(Fall 2013) MUS 295 Arts Patronage and Public Policy in America's Capital (Gaub) (other cross-listings tbd, 4 credits)
** can count for the "Institutional Context" requirement of the Policy Studies concentration
This course focuses on how the Arts are paid for in the United States. Unlike countries in Europe in which the visual and performing arts are heavily subsidized by the government, our system is a mosaic of public and private philanthropy. Public patronage in our country is synonymous with the National Endowment for the Arts. We will closely examine the NEA's controversial history and its impact on American culture, and consider questions like these: Should the government fund the arts at all and to what extent? If so, who and what are deemed worthy or appropriate to support? A highlight of the 2004 GIW program occurred when the Director of the NEA, poet Dana Gioia, invited our class to spend an entire day with him at the NEA. I hope to arrange a similar opportunity for our students with the current NEA director, Rocco Landesman.

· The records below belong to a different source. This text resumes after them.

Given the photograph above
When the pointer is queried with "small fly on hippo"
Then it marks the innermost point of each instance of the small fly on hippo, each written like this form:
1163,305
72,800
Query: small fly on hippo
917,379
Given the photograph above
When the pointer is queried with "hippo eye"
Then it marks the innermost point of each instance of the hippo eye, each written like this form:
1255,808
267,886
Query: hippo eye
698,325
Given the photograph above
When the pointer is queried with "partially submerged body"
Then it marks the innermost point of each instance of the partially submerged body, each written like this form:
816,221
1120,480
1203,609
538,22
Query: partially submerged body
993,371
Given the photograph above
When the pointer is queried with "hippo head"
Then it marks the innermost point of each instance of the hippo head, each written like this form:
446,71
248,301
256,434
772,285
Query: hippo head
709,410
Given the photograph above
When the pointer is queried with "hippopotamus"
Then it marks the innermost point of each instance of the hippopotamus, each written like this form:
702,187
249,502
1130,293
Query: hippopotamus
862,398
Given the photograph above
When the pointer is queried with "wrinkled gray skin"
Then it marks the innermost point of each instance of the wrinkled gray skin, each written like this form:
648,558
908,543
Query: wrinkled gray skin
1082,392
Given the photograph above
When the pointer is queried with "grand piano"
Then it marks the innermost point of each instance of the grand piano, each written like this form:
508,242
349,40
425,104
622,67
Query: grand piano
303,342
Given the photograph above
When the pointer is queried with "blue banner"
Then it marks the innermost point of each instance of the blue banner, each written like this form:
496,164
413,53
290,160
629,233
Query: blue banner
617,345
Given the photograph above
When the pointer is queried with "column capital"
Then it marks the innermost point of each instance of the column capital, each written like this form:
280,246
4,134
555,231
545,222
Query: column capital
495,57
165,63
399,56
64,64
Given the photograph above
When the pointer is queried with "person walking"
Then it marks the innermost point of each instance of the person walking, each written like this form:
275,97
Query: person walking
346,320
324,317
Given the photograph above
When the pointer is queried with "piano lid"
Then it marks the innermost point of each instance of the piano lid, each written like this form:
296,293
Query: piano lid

We will study private patronage through four case studies of individual philanthropists from Washington: Elizabeth Sprague Coolidge, who commissioned Aaron Copland to write Appalachian Spring; Mildred and Robert Woods Bliss, whose Dumbarton Oaks estate is now a museum of Byzantine and Pre-Columbian art; Duncan Phillips, whose collection of art became the first museum dedicated to modern art, the Phillips Collection; and music and art patrons Carmen and David Lloyd Kreeger. The course will make fieldtrips to sites around Washington relevant to these case studies.